Building and Publishing Your Own PHP Packages to Packagist

Creating your own PHP package can be a rewarding way to contribute to the open-source community, share reusable components, or streamline internal tooling.

Structure Your Package

Start by setting up a clean directory structure for your package.

my-package/
├── src/
│   └── HelloWorld.php
├── tests/
│   └── HelloWorldTest.php
├── composer.json
├── README.md
└── LICENSE

The src directory contains your actual code.

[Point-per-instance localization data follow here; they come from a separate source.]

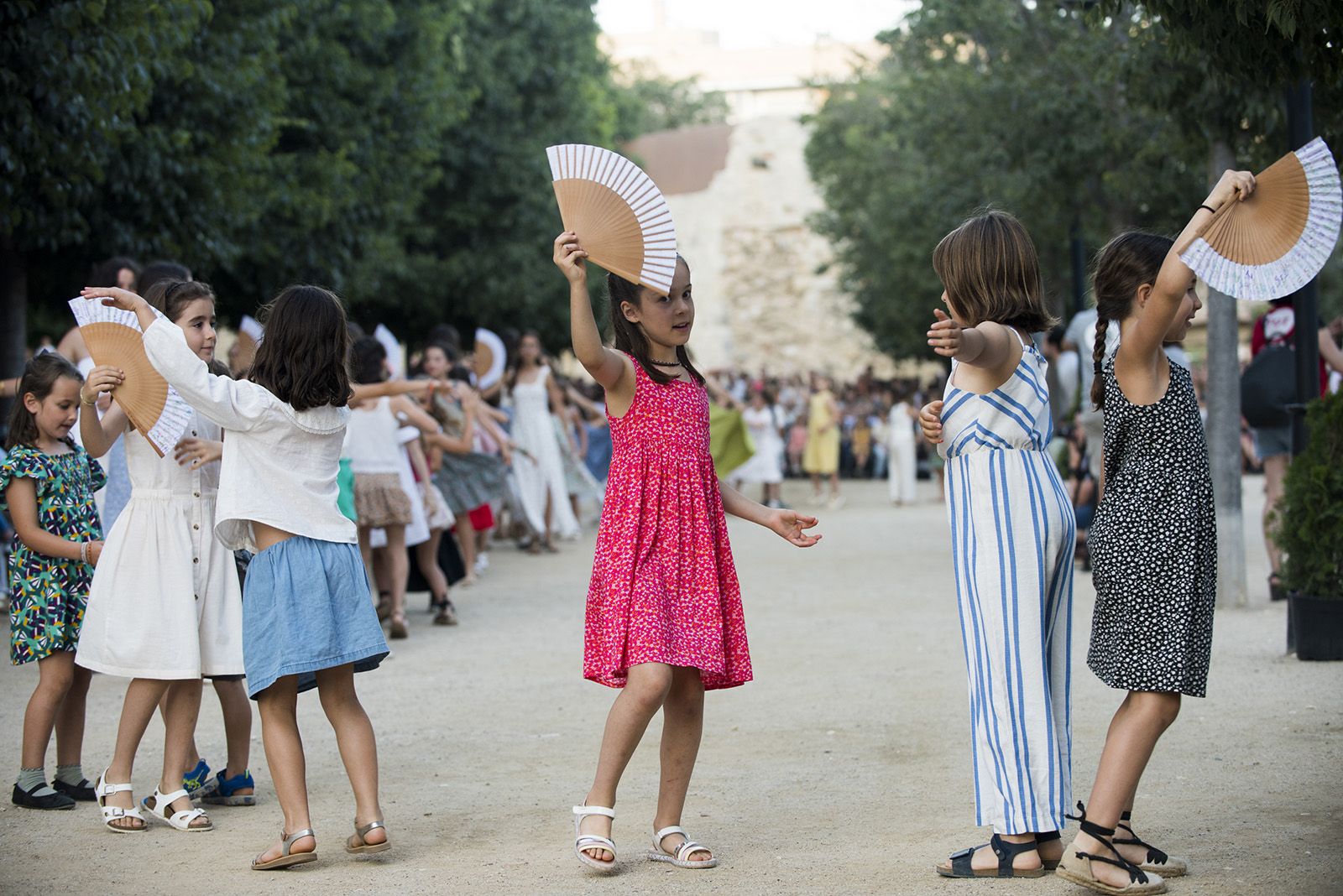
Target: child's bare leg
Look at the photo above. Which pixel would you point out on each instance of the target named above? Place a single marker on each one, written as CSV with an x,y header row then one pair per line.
x,y
356,741
237,708
71,716
1139,721
279,707
143,696
55,676
645,691
181,710
682,726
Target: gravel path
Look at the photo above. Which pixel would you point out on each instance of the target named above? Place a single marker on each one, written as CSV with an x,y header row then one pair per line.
x,y
843,768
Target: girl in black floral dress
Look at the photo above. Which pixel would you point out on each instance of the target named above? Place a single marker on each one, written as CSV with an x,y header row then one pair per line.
x,y
1152,542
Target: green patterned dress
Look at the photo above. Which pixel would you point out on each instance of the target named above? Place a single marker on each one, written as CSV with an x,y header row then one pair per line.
x,y
47,595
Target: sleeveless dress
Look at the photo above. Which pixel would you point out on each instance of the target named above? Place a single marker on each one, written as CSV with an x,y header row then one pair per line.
x,y
535,434
664,588
165,602
1154,544
1011,541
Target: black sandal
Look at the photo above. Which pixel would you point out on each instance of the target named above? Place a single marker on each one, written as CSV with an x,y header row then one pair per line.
x,y
1005,851
1157,860
1080,873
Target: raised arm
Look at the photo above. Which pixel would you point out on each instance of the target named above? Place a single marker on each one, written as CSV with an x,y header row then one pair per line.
x,y
1175,278
234,404
608,367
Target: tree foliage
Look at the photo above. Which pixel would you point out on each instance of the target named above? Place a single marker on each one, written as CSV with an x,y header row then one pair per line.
x,y
648,102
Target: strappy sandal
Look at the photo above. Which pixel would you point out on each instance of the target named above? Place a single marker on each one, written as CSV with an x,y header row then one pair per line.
x,y
1076,866
1157,860
363,847
682,856
1006,852
160,808
114,813
1047,837
593,841
286,859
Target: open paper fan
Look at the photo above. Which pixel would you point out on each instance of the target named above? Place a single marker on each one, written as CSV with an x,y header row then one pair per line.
x,y
113,338
490,358
1276,240
619,214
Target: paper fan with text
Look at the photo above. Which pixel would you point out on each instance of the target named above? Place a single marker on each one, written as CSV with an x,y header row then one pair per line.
x,y
490,358
619,214
113,338
1276,240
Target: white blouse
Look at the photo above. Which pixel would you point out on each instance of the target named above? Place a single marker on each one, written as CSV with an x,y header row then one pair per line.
x,y
280,464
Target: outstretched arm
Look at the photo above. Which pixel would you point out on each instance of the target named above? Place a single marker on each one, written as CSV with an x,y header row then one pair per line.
x,y
608,367
786,524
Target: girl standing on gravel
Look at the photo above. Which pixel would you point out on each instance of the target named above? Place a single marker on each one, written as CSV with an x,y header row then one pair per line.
x,y
664,609
1011,542
308,618
46,486
1152,539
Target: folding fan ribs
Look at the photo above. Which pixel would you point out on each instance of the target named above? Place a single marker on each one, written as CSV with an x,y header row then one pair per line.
x,y
619,214
113,338
1276,240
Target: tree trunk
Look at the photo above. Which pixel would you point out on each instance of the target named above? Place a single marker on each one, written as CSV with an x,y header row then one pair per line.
x,y
1224,425
13,313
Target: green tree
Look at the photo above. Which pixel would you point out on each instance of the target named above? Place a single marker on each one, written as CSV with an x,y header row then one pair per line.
x,y
1022,107
73,76
648,102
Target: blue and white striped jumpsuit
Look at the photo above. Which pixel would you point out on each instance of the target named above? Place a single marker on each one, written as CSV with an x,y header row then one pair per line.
x,y
1011,535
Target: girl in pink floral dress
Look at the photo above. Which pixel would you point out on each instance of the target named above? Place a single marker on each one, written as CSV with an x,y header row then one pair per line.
x,y
664,609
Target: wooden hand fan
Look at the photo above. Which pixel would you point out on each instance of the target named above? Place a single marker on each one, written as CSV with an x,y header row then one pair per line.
x,y
248,340
113,338
619,214
1276,240
490,357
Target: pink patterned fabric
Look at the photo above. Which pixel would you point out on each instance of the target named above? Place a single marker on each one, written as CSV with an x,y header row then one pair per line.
x,y
664,588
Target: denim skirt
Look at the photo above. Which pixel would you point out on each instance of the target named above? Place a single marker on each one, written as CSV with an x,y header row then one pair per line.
x,y
306,607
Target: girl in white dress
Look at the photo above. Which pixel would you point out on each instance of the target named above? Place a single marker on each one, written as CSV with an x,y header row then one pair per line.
x,y
165,608
766,466
541,474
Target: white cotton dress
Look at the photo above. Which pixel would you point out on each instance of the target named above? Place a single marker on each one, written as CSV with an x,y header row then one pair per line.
x,y
165,602
535,434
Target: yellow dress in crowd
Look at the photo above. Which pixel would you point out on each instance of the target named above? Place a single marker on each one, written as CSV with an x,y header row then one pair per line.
x,y
823,452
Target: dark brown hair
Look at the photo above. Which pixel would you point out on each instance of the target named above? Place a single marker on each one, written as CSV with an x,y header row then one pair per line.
x,y
39,378
991,273
631,340
171,297
306,356
1123,264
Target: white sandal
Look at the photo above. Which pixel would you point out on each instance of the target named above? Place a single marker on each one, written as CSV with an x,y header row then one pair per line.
x,y
593,841
113,813
680,856
161,805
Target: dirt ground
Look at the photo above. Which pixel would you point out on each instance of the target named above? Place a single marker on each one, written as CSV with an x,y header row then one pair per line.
x,y
843,768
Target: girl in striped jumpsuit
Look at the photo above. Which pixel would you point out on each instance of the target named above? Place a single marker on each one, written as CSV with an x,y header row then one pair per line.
x,y
1011,534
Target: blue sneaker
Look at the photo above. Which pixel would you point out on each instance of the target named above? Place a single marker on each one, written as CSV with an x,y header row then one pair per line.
x,y
225,790
195,779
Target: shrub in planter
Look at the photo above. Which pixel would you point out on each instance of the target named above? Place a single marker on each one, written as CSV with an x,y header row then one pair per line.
x,y
1309,533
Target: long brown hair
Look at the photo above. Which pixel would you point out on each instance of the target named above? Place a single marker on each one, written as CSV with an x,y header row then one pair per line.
x,y
304,358
39,378
629,337
991,273
1123,264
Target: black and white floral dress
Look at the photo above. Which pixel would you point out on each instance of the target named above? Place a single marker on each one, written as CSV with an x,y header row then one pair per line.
x,y
1154,544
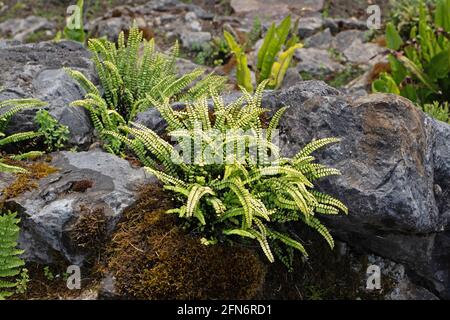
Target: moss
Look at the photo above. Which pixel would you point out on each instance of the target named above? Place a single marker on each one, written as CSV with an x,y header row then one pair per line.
x,y
26,181
326,275
153,258
90,230
81,185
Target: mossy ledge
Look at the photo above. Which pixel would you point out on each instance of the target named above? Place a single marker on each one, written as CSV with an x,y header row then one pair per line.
x,y
151,257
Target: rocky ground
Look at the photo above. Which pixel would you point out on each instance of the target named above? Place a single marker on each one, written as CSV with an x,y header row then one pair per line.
x,y
395,159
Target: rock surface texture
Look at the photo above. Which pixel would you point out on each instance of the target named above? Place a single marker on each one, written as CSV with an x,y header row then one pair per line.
x,y
87,184
395,164
36,70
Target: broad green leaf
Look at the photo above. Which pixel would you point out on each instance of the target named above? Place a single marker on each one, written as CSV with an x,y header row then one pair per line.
x,y
393,39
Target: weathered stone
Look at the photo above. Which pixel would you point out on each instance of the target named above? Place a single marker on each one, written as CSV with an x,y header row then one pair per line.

The tests directory contains your unit tests. You’ll also want to add a README.md, a license (MIT is common), and a composer.json file.

Create composer.json

Run the following command inside your project directory:

composer init

Composer will ask you a series of questions. Example:

{
  "name": "yourvendor/hello-world",
  "description": "Hello World pkg",
  "type": "library",
  "license": "MIT",
  "autoload": {
    "psr-4": {
      "YourVendor\\\\HelloWorld\\\\": "src/"
    }
  },
  "require": {}
}

Make sure to:

  • Use PSR-4 autoloading
  • Choose a unique vendor/package name
  • Pick an appropriate license (MIT, GPL, etc.)

Write Your Code and Tests

Here’s a simple example:

src/HelloWorld.php


<?php

namespace YourVendor\HelloWorld;

class HelloWorld
{
    public function greet(string $name): string
    {
        return "Hello, {$name}!";
    }
}

tests/HelloWorldTest.php

<?php

use PHPUnit\Framework\TestCase;
use YourVendor\HelloWorld\HelloWorld;

class HelloWorldTest extends TestCase
{
    public function testGreet()
    {
        $hello = new HelloWorld();
        $this->assertEquals("Hello, Kostas!", $hello->greet("Kostas"));
    }
}

Step 4: Test Your Package Locally

Before publishing, verify everything works:

  1. Install PHPUnit (if not globally):

    composer require --dev phpunit/phpunit
  2. Run tests:

    vendor/bin/phpunit

Push to GitHub

Create a new GitHub repository and push your code:

git init
git remote add origin https://github.com/yourvendor/hello-world.git
git add .
git commit -m "Initial"
git push -u origin main

Make sure your repository is public and contains a composer.json.

Submit to Packagist

  1. Go to https://packagist.org/packages/submit
  2. Paste your repository’s public GitHub URL
  3. Click “Check” and follow the prompts

That’s it! Packagist will automatically track new releases if your repo has a valid composer.json and tags.

Tagging New Versions

Packagist relies on Git tags for versioning. To publish a new version:

git tag v1.0.0
git push origin v1.0.0

Then, update your package on Packagist or wait for the auto-sync.